Die belangte Behörde ging in der Begründung des angefochtenen Bescheides im Wesentlichen davon aus, dass mit der gegenständlichen Übertretung, wegen der der Beschwerdeführer rechtskräftig bestraft wurde - aus dem Akteninhalt ist ersichtlich, dass das eingangs genannte erstinstanzliche Straferkenntnis mit Berufungserkenntnis des Unabhängigen Verwaltungssenates in Tirol vom 4. November 1999 bestätigt wurde - , eine bestimmte Tatsache im Sinne des § 7 Abs. 3 FSG durch den Beschwerdeführer verwirklicht wurde, die im Hinblick auf das Ausmaß der Geschwindigkeitsüberschreitung und die erstmalige Begehung einer derartigen Übertretung die Entziehung der Lenkberechtigung gemäß § 26 Abs. 3 FSG für zwei Wochen zur Folge habe. Dass bis zum Entziehungsbescheid der Erstbehörde ein Zeitraum von 19 Monaten verstrichen sei, hindere die Entziehung nicht, weil der Beschwerdeführer das Verfahren durch unbegründetes Vorbringen verzögert habe, sodass er die lange Verfahrensdauer selbst zu vertreten habe und die "Sonderbestimmungen des § 26 Abs. 3 FSG" allein schon wegen der Verfahrensfristen unanwendbar seien. Auf den Einwand der seit der Tatbegehung verstrichenen langen Zeit sei daher nicht einzugehen.

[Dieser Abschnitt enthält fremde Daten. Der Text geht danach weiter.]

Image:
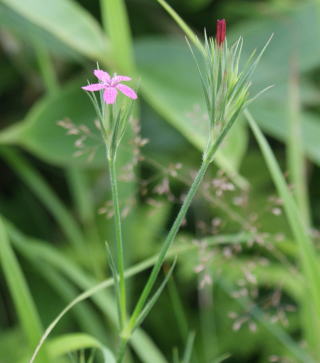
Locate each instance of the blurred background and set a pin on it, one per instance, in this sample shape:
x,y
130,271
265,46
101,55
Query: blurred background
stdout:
x,y
237,286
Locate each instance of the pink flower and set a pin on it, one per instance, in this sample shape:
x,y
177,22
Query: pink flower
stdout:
x,y
111,86
221,31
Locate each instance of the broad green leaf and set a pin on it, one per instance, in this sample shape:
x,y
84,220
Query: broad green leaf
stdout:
x,y
67,21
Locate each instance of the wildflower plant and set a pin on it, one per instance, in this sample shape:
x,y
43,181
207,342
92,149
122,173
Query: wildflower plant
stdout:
x,y
226,89
225,84
226,92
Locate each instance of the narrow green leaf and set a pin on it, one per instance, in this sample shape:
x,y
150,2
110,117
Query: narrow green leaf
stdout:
x,y
20,293
149,305
188,349
43,191
71,342
307,252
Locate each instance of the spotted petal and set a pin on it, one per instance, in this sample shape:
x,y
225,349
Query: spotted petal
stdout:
x,y
110,95
102,75
93,87
129,92
117,79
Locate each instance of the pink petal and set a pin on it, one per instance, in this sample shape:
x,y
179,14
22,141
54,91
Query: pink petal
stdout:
x,y
93,87
118,79
110,95
127,91
102,75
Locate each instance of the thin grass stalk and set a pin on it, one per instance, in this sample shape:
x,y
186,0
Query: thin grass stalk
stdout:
x,y
307,252
295,155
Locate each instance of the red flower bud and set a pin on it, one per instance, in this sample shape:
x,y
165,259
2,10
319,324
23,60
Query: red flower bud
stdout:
x,y
221,31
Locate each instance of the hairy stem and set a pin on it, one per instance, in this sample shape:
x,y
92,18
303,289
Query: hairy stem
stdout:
x,y
119,241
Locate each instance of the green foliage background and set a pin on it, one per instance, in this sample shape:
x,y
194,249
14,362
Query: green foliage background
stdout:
x,y
51,236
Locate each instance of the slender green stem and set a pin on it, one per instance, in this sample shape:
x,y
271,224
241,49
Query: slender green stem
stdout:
x,y
122,349
165,247
119,240
296,159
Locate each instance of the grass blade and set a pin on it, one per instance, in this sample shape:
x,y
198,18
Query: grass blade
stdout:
x,y
43,191
307,253
188,349
21,296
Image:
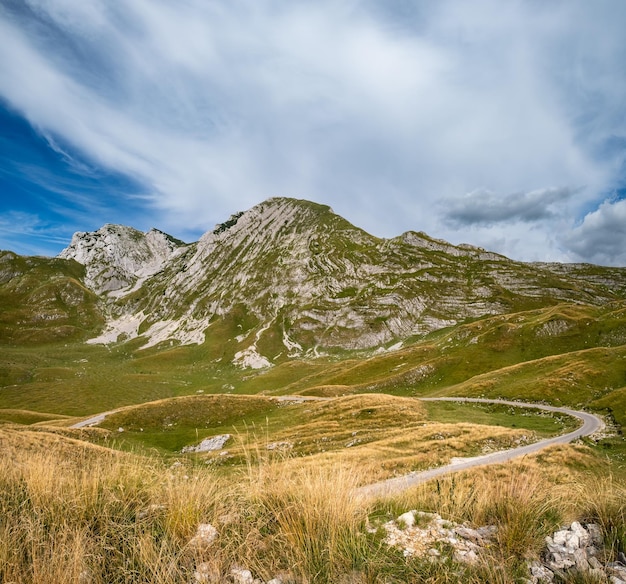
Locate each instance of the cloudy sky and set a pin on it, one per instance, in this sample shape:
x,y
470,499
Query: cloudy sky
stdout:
x,y
500,124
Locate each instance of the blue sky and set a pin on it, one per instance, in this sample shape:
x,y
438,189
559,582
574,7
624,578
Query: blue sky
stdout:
x,y
500,124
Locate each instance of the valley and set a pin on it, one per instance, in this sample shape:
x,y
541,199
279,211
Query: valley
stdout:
x,y
302,352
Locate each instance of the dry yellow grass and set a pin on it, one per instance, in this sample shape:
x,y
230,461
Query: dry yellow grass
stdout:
x,y
73,512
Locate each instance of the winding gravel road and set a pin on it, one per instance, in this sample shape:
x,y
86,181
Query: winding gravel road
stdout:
x,y
590,425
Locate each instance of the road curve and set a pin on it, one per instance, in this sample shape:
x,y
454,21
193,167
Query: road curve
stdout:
x,y
590,424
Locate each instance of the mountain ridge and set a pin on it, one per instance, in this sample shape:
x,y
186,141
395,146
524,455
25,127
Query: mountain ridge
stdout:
x,y
289,278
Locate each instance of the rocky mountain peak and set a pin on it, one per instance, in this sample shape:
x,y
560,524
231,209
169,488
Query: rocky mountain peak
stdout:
x,y
116,256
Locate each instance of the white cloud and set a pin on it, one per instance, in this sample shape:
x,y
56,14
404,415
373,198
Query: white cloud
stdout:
x,y
486,208
216,106
601,236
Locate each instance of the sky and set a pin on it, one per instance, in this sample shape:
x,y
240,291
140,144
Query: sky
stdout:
x,y
498,124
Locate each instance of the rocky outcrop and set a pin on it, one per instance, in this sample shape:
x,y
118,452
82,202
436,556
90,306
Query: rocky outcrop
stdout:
x,y
302,280
575,549
116,257
422,534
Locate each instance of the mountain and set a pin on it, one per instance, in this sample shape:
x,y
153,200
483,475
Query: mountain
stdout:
x,y
116,257
289,278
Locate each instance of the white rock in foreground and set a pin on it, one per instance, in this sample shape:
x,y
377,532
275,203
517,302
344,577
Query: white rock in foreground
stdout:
x,y
209,444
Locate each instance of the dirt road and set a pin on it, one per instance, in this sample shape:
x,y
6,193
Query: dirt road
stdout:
x,y
590,425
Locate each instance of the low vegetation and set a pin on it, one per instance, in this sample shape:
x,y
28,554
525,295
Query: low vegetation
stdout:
x,y
75,512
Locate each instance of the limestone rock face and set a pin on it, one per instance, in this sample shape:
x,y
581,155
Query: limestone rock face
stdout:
x,y
116,256
295,279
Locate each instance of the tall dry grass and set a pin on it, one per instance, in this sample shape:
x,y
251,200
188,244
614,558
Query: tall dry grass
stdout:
x,y
76,514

Insoweit der Beschwerdeführer dem zunächst entgegensetzt, die belangte Behörde habe eine Wertung seines Verhaltens im Sinne des § 7 Abs. 5 FSG unterlassen, ist ihm entgegenzuhalten, dass nach der Rechtsprechung des Verwaltungsgerichtshofes (vgl. u.a. das hg. Erkenntnis vom 22. Februar 2000, Zl. 99/11/0341, mit weiteren Hinweisen) die Wertung hinsichtlich jener bestimmten Tatsachen, in Ansehung derer im Gesetz selbst die Entziehungsdauer mit einem bestimmtem Zeitraum normiert ist - wie auch im vorliegenden Fall - zu entfallen hat.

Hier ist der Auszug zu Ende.